SAP’s IoT solution offers live insights, predictive analytics, optimised processes and new business models.
“We can connect the data from the things to the business process – and the value is generated in the business process,” Reuckert explains.
Gartner says 80% of all business processes will be changed or eliminated in the next three years, so companies are under pressure to utilise the data they gather from things to best optimise their networks and processes.
Data science and machine learning are the major differentiators for a successful IoT implementation, Reuckert says.
“No-one will ever use all this data, and no-one will ever analyse it,” she says. “You need machine learning to apply analytics once you have retrieved data from all the things out there. This analysis can find patterns that are then presented to humans for decision-making and final outcomes.”
Machine learning will help the system to make better decisions as time goes on, and the human intervention in a particular process can be reduced and the people involved can move on to new innovations.
Since IoT is all about connecting millions of devices, Reuckert points out that intelligence needs to move to the edge, so data can be analysed before it travels over the network and takes up resources in the data centre.

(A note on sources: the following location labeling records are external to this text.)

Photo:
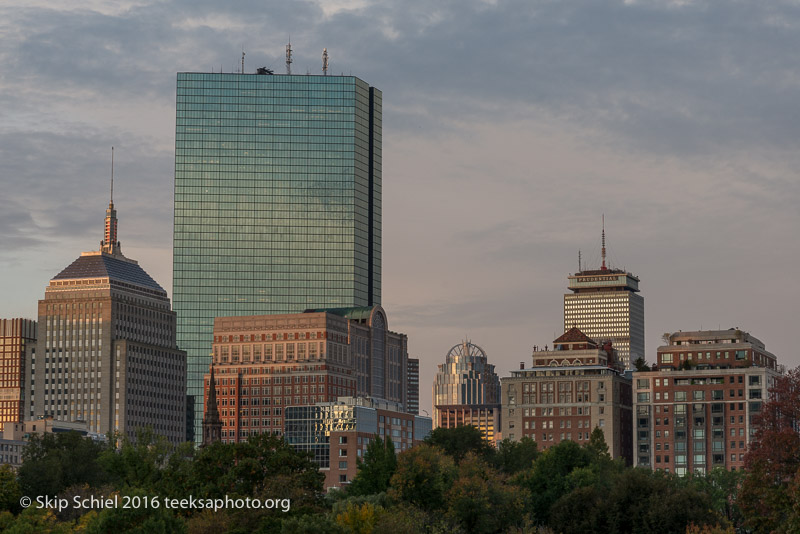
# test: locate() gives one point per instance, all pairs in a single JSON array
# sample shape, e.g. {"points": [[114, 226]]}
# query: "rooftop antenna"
{"points": [[112, 175], [603, 250]]}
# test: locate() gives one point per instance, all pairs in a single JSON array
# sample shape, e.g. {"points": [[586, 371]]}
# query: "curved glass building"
{"points": [[466, 391]]}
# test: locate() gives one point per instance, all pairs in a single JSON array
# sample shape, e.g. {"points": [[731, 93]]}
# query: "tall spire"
{"points": [[603, 251], [110, 243]]}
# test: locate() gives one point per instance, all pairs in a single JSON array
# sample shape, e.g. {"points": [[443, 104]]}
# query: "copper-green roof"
{"points": [[359, 313]]}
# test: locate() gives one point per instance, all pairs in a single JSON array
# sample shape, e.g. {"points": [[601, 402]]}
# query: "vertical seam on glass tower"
{"points": [[371, 207]]}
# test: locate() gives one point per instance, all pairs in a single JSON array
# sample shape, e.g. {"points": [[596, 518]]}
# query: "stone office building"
{"points": [[567, 393], [338, 433], [265, 363]]}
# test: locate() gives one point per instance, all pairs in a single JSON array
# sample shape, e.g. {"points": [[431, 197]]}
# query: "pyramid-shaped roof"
{"points": [[574, 335], [102, 265]]}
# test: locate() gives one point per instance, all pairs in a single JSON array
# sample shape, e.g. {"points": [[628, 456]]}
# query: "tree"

SAP allows for this with IoT Connectivity, Security and Edge Computing.
Reuckert describes the SAP HANA Cloud Platform as a big data hub, on top of which is the IoT Foundation and application services that help developers build their own applications using SAP micro-services. This is complemented with the services and applications supplied by SAP.
SAP enables and provides solutions that include connected logistics, connected vehicles, connected manufacturing, connected assets, connected consumer, digital farming and smart cities. These are all built on the HANA Cloud Platform.
Reuckert adds that user experience is vitally important for IoT applications. “Visualisation is a key differentiator,” she says. “No-one wants to have to deal with complex screens. We want to see quickly and easily what is happening, in an appealing user interface.”
Data science is another cornerstone of IoT developments, as it’s important to extract the right data, and draw the right conclusions from it.
IoT is certainly taking off, with 66% of manufacturers planning to increase their investment into IoT-enabled products.
But it’s very success means that IoT is vulnerable to attacks, which is why SAP is investing in blockchain security solutions.
“This allows for transparency, allowing things to be moved, stored and managed securely and privately,” Reuckert says.
Pulling the IoT together is the collaborative network that enables companies to set up new business models. The SAP Asset Intelligence Network lets users analyse and manage asset information; and facilitate the exchange of assets. Analytics opens up new business models that can consume asset information from any part of the network, using standardised taxonomy.
Reuckert says SAP is excited about the potential for IoT and is looking to work with customers, partners and developers to further extend its solution portfolio, and to extend use cases.
And companies should be equally excited, she says, since Iot has the potential to add tremendous value.
“Now is the time to start an Iot project,” Reuckert says. “Companies should be looking to define where they will get the highest value; and start thinking about the next IoT application that will have the biggest impact on the business.”